Structured logging context with cats-effect

sangamon · January 22, 2024, 10:36am

Any suggestions for structured logging with a cats-effect stack (http4s, fs2, doobie, circe and more)? Currently I’m using log4cats and the logstash logback encoder for JSON formatted log lines.

Now I’d like to add custom structured data to the log messages. AFAIU the standard procedure is to pass this data through the MDC…? But how to aggregate and manage these data items? Possible scenarios:

global scope: Data such as request ID (from header) and/or user ID (from auth) will be available from the very beginning.
local scope: When e.g. calling a 3rd party HTTP service, information like target URL, response status code, (string) body, etc. become successively available as request handling progresses.

Global scope may nicely be covered using Kleisli (and #local()). For local scope it’d be nice to have for expressions instead of nesting, though. I don’t see any obvious solution for this - StateT might cover this, but scoping semantics are somewhat off and there be dragons when it gets to constraints beyond Sync…

Does anybody have suggestions for implementing this - be it libraries supporting this OOTB or a custom design, based on the cats[-effect] stack or something different (that plays nice with it, though)?
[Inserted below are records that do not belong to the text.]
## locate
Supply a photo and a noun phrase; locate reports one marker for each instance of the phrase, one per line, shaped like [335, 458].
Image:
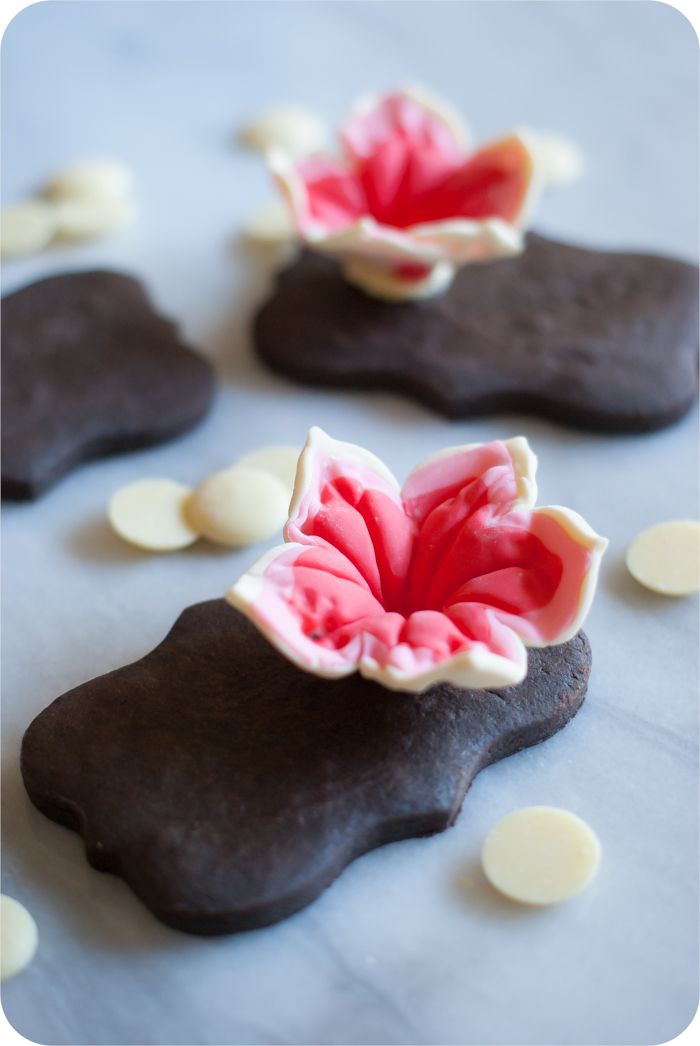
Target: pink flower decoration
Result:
[448, 578]
[408, 199]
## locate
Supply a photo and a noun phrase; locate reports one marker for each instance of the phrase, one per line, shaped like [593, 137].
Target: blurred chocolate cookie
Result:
[89, 368]
[596, 340]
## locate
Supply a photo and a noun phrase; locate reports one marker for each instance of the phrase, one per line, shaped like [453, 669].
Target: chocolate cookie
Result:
[229, 788]
[592, 339]
[89, 369]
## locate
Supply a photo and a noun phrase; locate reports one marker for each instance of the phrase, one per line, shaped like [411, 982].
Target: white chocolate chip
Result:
[150, 514]
[18, 937]
[541, 855]
[89, 219]
[90, 180]
[270, 224]
[294, 129]
[239, 506]
[665, 558]
[27, 227]
[279, 460]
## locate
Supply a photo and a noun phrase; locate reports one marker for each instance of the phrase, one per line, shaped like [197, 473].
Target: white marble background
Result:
[394, 952]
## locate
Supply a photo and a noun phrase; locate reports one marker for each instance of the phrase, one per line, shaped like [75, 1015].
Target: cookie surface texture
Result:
[275, 779]
[595, 340]
[89, 368]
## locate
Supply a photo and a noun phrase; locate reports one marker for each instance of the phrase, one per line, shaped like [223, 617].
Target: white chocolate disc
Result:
[239, 506]
[18, 937]
[89, 219]
[665, 558]
[540, 855]
[150, 514]
[293, 129]
[27, 227]
[90, 180]
[279, 460]
[270, 224]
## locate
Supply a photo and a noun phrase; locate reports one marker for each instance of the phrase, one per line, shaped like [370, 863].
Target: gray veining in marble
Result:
[400, 950]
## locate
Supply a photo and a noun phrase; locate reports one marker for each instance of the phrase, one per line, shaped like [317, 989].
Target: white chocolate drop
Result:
[90, 180]
[270, 224]
[293, 129]
[665, 558]
[150, 514]
[27, 227]
[541, 855]
[279, 460]
[90, 219]
[18, 937]
[239, 506]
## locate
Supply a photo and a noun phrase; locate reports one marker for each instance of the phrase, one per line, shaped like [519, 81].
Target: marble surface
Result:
[399, 950]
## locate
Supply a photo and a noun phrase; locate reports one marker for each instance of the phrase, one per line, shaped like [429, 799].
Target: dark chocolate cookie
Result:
[89, 369]
[592, 339]
[229, 788]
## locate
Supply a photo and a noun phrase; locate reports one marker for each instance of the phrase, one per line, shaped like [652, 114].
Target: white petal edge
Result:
[537, 181]
[582, 533]
[524, 467]
[472, 669]
[379, 281]
[465, 240]
[368, 240]
[244, 595]
[283, 168]
[319, 442]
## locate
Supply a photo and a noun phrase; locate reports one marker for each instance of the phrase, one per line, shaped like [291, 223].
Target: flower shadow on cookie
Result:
[447, 580]
[408, 202]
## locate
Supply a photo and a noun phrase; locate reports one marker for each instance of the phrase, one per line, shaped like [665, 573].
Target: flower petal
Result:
[317, 611]
[402, 149]
[371, 242]
[322, 195]
[464, 241]
[452, 497]
[506, 468]
[423, 122]
[496, 182]
[537, 570]
[580, 549]
[296, 594]
[432, 647]
[345, 498]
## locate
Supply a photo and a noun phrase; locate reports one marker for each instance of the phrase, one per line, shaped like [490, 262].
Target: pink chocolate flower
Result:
[408, 196]
[448, 578]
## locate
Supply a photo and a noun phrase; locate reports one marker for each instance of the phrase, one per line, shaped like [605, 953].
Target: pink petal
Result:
[499, 468]
[493, 183]
[334, 196]
[346, 500]
[402, 152]
[399, 117]
[546, 612]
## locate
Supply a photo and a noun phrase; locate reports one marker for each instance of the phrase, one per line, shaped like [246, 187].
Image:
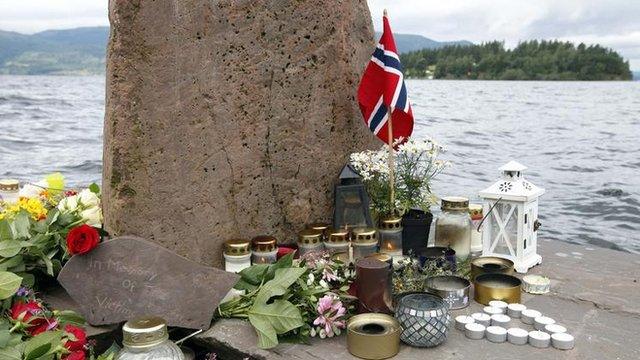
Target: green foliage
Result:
[29, 247]
[530, 60]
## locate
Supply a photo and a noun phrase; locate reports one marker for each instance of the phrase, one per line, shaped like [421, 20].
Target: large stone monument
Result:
[229, 118]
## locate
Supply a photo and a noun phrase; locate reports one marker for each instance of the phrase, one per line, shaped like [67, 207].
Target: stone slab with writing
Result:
[128, 277]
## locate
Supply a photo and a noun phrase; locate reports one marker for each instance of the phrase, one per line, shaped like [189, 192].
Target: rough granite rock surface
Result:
[229, 118]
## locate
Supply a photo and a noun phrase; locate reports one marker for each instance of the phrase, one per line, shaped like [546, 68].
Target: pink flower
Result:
[328, 275]
[330, 312]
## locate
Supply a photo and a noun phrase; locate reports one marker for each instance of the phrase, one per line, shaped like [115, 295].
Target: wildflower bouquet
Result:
[292, 300]
[29, 330]
[33, 230]
[416, 163]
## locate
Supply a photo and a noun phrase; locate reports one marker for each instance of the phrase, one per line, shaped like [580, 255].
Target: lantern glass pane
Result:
[504, 227]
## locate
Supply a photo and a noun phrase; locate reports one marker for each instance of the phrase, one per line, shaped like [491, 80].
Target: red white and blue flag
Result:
[382, 87]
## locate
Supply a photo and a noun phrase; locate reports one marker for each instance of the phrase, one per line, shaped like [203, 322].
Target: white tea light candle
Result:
[500, 320]
[496, 334]
[462, 320]
[529, 315]
[541, 321]
[515, 310]
[482, 318]
[474, 331]
[517, 336]
[539, 339]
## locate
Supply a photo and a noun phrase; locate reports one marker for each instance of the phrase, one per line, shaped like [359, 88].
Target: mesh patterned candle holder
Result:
[424, 319]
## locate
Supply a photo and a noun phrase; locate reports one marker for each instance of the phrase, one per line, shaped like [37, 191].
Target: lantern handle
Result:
[487, 214]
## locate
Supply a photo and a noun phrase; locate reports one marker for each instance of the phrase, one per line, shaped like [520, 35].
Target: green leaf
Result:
[269, 320]
[94, 188]
[254, 274]
[10, 248]
[11, 353]
[42, 344]
[22, 225]
[6, 232]
[243, 285]
[9, 284]
[5, 336]
[284, 262]
[280, 283]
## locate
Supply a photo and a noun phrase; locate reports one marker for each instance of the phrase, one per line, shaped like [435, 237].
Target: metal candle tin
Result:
[373, 336]
[497, 287]
[453, 289]
[491, 265]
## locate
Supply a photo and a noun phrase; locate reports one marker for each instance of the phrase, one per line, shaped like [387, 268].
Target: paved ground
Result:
[595, 294]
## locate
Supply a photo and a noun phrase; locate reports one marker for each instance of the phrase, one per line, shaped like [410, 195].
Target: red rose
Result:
[80, 338]
[82, 239]
[284, 250]
[24, 312]
[76, 355]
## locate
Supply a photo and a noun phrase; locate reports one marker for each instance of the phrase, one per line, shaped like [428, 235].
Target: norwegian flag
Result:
[382, 87]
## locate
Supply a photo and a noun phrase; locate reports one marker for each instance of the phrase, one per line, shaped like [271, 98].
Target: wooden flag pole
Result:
[391, 163]
[392, 180]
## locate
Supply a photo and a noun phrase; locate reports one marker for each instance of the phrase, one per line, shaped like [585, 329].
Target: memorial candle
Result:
[264, 250]
[373, 283]
[390, 230]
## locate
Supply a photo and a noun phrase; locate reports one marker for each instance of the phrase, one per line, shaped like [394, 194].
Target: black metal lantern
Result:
[351, 202]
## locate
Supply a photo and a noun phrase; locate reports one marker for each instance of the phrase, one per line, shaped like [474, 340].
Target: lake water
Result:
[580, 140]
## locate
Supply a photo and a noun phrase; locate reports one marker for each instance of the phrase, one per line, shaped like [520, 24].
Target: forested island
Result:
[530, 60]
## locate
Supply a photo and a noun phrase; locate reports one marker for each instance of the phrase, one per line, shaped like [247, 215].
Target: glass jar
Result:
[309, 240]
[390, 232]
[475, 211]
[237, 255]
[337, 241]
[365, 242]
[264, 250]
[9, 191]
[453, 226]
[147, 338]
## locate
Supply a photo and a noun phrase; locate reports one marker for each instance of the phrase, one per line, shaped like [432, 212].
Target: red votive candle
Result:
[373, 283]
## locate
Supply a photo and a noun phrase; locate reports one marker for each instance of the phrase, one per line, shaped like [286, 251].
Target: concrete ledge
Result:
[595, 294]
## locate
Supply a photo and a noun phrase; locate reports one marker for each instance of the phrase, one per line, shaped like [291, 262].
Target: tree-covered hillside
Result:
[73, 51]
[530, 60]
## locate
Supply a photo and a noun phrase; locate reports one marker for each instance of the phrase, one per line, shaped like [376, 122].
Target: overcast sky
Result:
[613, 23]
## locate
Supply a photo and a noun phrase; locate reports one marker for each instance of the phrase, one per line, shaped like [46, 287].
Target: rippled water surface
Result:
[580, 140]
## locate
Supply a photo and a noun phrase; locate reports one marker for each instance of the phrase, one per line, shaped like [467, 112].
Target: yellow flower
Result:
[34, 207]
[55, 182]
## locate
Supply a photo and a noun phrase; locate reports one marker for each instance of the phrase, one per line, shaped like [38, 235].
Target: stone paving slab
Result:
[595, 294]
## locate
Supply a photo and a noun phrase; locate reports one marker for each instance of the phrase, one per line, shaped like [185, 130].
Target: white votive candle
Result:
[492, 310]
[500, 320]
[527, 316]
[482, 318]
[515, 310]
[554, 328]
[496, 334]
[517, 336]
[541, 321]
[562, 341]
[539, 339]
[474, 331]
[462, 320]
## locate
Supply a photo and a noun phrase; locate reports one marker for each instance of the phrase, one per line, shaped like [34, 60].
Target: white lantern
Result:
[510, 230]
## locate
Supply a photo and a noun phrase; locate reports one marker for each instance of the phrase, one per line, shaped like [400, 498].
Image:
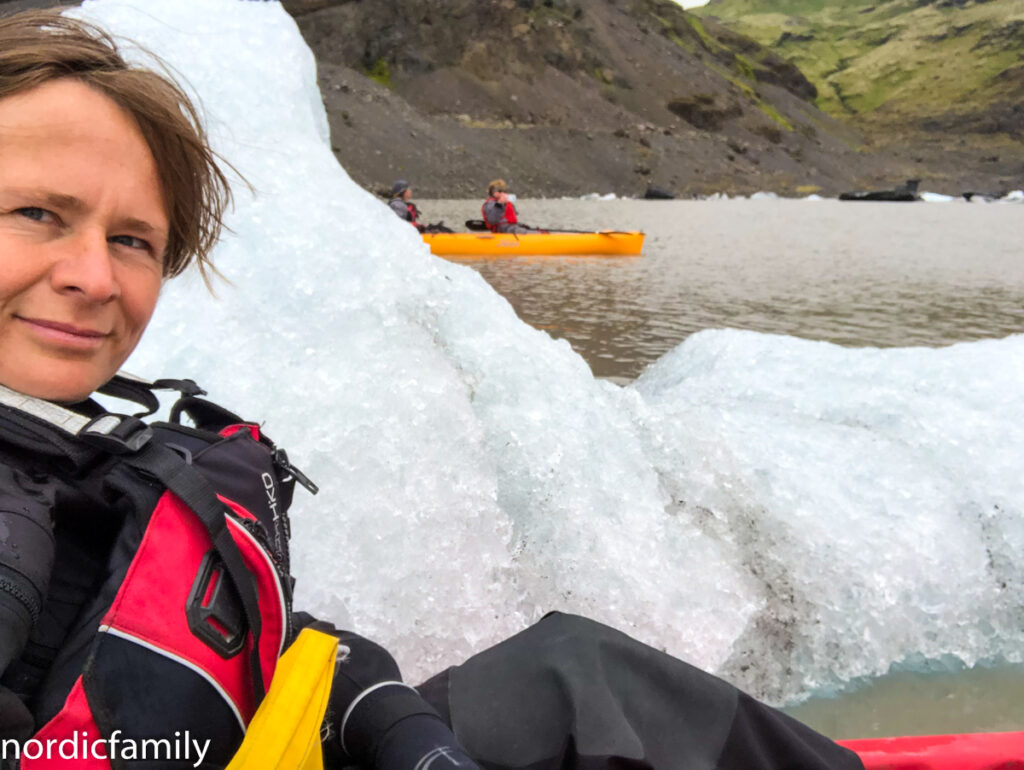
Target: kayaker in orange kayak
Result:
[499, 211]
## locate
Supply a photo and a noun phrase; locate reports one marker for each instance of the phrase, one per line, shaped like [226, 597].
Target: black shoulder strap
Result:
[176, 474]
[49, 428]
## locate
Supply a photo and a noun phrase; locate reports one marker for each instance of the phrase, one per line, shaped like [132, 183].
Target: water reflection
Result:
[856, 274]
[870, 274]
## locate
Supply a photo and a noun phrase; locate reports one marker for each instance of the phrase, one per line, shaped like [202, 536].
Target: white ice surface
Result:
[790, 513]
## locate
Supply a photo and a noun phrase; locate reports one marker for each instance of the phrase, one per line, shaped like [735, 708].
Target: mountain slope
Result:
[931, 63]
[567, 97]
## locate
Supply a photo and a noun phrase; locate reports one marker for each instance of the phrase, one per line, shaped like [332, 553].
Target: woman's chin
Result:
[62, 384]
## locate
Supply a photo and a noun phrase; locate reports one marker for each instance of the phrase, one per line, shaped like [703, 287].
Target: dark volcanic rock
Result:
[566, 97]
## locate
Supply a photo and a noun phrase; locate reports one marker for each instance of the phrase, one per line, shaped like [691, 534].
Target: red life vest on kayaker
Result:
[510, 215]
[197, 608]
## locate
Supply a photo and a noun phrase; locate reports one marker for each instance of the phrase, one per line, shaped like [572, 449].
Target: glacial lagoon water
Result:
[855, 273]
[859, 274]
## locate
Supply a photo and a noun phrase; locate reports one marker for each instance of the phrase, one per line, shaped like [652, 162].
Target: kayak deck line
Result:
[609, 243]
[983, 751]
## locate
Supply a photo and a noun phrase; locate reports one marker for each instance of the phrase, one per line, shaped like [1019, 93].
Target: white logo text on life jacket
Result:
[271, 496]
[270, 487]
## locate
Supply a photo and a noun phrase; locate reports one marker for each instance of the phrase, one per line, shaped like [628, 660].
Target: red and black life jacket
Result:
[196, 606]
[510, 215]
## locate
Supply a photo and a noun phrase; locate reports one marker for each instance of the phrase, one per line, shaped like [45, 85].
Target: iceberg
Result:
[787, 513]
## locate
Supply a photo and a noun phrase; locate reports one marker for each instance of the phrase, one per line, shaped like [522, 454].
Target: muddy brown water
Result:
[853, 273]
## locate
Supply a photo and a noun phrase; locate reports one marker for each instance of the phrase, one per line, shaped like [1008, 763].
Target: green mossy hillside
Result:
[893, 59]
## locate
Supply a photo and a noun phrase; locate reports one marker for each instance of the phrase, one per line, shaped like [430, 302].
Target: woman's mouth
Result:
[69, 335]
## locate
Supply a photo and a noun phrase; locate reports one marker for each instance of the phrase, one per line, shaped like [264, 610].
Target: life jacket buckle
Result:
[118, 434]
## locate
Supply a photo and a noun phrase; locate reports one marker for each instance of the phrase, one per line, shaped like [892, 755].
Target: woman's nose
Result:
[86, 267]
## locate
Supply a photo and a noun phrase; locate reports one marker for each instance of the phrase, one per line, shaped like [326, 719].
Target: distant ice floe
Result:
[788, 513]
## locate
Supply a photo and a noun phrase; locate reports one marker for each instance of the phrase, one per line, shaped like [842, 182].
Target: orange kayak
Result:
[534, 244]
[985, 751]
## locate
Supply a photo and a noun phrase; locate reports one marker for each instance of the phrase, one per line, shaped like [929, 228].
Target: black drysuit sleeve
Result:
[376, 721]
[27, 550]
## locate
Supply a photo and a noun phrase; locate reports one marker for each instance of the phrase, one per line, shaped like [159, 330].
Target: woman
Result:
[499, 211]
[144, 592]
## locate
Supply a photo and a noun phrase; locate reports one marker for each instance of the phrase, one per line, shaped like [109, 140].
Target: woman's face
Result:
[83, 229]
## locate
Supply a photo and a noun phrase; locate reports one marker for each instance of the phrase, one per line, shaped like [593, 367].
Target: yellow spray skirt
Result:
[286, 730]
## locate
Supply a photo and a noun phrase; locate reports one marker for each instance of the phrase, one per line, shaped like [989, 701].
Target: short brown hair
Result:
[40, 46]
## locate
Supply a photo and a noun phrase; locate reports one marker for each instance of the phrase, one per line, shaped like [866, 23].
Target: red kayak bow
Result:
[987, 751]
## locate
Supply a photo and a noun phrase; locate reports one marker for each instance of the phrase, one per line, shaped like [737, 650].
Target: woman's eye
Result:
[35, 213]
[131, 242]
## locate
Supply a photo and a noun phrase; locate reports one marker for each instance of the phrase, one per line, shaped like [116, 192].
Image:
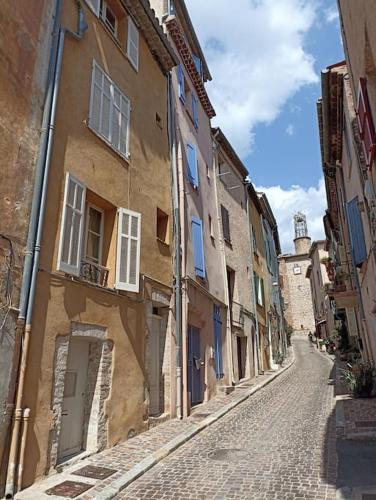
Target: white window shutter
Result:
[69, 259]
[128, 250]
[94, 5]
[133, 43]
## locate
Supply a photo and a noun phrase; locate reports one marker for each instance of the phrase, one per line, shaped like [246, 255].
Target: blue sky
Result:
[287, 150]
[265, 57]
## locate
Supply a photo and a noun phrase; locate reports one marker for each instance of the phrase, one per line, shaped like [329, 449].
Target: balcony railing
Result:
[94, 273]
[237, 315]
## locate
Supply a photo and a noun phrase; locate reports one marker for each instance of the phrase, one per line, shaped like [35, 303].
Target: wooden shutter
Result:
[94, 5]
[69, 259]
[109, 111]
[198, 247]
[358, 245]
[192, 164]
[218, 341]
[181, 83]
[133, 43]
[225, 224]
[128, 250]
[195, 111]
[365, 122]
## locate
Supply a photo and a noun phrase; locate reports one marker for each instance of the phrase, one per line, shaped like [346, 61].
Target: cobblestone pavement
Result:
[278, 444]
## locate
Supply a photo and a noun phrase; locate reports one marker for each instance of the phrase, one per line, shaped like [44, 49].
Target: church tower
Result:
[302, 241]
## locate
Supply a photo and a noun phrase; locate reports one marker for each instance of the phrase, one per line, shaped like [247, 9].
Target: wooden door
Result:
[71, 433]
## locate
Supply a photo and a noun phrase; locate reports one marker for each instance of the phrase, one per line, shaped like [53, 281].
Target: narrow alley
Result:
[279, 444]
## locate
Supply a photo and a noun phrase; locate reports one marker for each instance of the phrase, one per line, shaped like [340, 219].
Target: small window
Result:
[211, 232]
[94, 234]
[297, 269]
[109, 111]
[133, 43]
[162, 226]
[225, 224]
[109, 18]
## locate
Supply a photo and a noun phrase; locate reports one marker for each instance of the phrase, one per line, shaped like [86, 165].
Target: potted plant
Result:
[360, 379]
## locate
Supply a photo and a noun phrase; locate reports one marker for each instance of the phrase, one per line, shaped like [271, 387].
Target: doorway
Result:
[242, 355]
[155, 368]
[195, 363]
[72, 423]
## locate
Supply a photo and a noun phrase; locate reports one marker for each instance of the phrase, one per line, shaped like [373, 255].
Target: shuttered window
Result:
[181, 83]
[365, 122]
[225, 224]
[195, 111]
[198, 247]
[358, 244]
[109, 111]
[94, 5]
[192, 165]
[218, 341]
[128, 250]
[133, 43]
[69, 259]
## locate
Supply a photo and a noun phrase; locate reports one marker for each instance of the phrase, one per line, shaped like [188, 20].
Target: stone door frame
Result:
[98, 387]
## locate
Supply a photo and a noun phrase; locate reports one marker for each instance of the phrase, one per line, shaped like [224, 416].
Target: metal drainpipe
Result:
[223, 259]
[177, 245]
[259, 369]
[29, 294]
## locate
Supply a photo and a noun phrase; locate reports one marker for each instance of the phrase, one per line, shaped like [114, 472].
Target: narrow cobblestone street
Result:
[279, 444]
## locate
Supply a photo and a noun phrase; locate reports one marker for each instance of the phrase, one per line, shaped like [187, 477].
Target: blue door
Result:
[194, 366]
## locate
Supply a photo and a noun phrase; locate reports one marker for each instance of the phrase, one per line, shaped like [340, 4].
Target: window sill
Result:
[124, 157]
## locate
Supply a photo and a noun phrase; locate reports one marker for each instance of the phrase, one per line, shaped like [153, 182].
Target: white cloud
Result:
[290, 129]
[331, 15]
[286, 202]
[255, 51]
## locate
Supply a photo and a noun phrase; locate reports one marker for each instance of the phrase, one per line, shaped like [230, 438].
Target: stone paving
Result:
[278, 444]
[131, 458]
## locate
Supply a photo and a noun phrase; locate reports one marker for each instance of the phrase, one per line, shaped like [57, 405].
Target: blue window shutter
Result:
[198, 247]
[192, 164]
[218, 341]
[358, 244]
[198, 64]
[181, 83]
[194, 111]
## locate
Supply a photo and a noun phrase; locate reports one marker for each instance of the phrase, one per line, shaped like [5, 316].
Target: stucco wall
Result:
[113, 182]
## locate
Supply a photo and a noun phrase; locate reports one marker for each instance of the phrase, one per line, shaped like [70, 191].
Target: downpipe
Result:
[177, 245]
[28, 307]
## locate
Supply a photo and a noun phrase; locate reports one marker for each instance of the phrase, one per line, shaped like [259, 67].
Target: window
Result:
[128, 250]
[109, 111]
[192, 165]
[94, 5]
[358, 245]
[198, 247]
[217, 320]
[225, 224]
[211, 232]
[133, 43]
[366, 127]
[195, 111]
[72, 239]
[162, 226]
[259, 289]
[181, 83]
[69, 259]
[296, 269]
[109, 18]
[198, 64]
[94, 234]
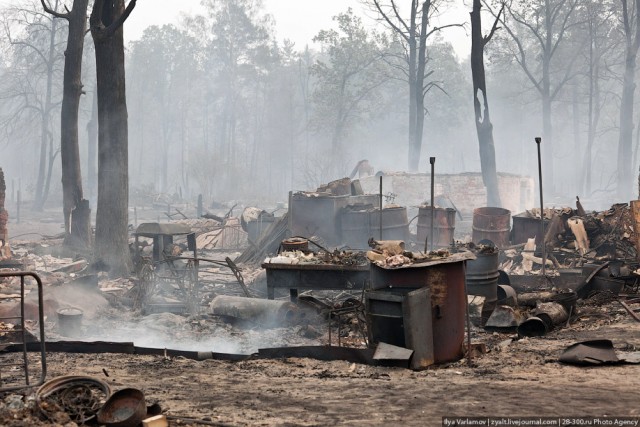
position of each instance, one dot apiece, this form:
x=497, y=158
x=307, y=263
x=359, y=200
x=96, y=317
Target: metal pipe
x=380, y=207
x=432, y=161
x=544, y=249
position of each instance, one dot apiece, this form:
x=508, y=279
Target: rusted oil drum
x=444, y=221
x=356, y=229
x=482, y=276
x=482, y=279
x=492, y=224
x=448, y=303
x=395, y=224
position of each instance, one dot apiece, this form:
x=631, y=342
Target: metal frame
x=22, y=330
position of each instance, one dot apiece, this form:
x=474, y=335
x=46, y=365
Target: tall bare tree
x=484, y=128
x=30, y=90
x=414, y=33
x=631, y=28
x=539, y=31
x=73, y=200
x=111, y=246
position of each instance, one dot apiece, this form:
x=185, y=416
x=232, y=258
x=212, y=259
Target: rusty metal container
x=402, y=319
x=356, y=228
x=445, y=280
x=395, y=223
x=316, y=214
x=70, y=321
x=525, y=227
x=492, y=224
x=444, y=222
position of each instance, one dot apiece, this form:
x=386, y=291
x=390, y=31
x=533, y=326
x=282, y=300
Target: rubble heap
x=575, y=237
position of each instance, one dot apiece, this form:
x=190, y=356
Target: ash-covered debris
x=574, y=238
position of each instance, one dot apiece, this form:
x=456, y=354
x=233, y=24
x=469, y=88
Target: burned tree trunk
x=111, y=246
x=92, y=148
x=69, y=149
x=4, y=218
x=484, y=127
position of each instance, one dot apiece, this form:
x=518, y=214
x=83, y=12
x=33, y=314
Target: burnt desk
x=315, y=276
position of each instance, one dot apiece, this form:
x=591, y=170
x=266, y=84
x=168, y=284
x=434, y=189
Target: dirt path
x=522, y=378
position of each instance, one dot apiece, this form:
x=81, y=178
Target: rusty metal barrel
x=482, y=275
x=444, y=221
x=492, y=224
x=395, y=223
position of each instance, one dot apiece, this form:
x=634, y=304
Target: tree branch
x=391, y=24
x=53, y=12
x=111, y=29
x=487, y=38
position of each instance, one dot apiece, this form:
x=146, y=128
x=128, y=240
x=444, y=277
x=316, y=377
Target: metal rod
x=380, y=207
x=544, y=249
x=432, y=161
x=468, y=316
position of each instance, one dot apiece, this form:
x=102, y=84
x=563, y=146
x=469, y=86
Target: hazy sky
x=298, y=20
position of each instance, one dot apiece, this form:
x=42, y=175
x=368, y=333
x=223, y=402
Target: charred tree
x=111, y=245
x=414, y=34
x=632, y=43
x=484, y=128
x=92, y=149
x=73, y=209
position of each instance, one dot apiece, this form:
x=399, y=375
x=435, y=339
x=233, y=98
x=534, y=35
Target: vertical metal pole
x=432, y=161
x=18, y=207
x=544, y=249
x=380, y=207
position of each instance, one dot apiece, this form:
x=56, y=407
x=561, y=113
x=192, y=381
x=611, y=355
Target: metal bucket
x=395, y=224
x=448, y=303
x=356, y=229
x=257, y=227
x=492, y=224
x=444, y=221
x=295, y=244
Any input appreciated.

sageserpent-open · January 22, 2024, 11:36am

I didn’t know about log4cats, that’s good to know.

Have you considered using Treelog?

It treats logging as an effect in its own right, rather like using WriterT with a logging monoid - and last time I looked, that what is does under the covers, but with some special sauce added to get nesting of logs into a tree structure.

I used it myself a while back for the functional parts of an application, mixed it with straight imperative use of SLF4J. The codebase stripped down the resulting trees so we could get a traceback of how things went wrong in production; much better than trawling through random mutterings from imperative calls direct to SLF4J.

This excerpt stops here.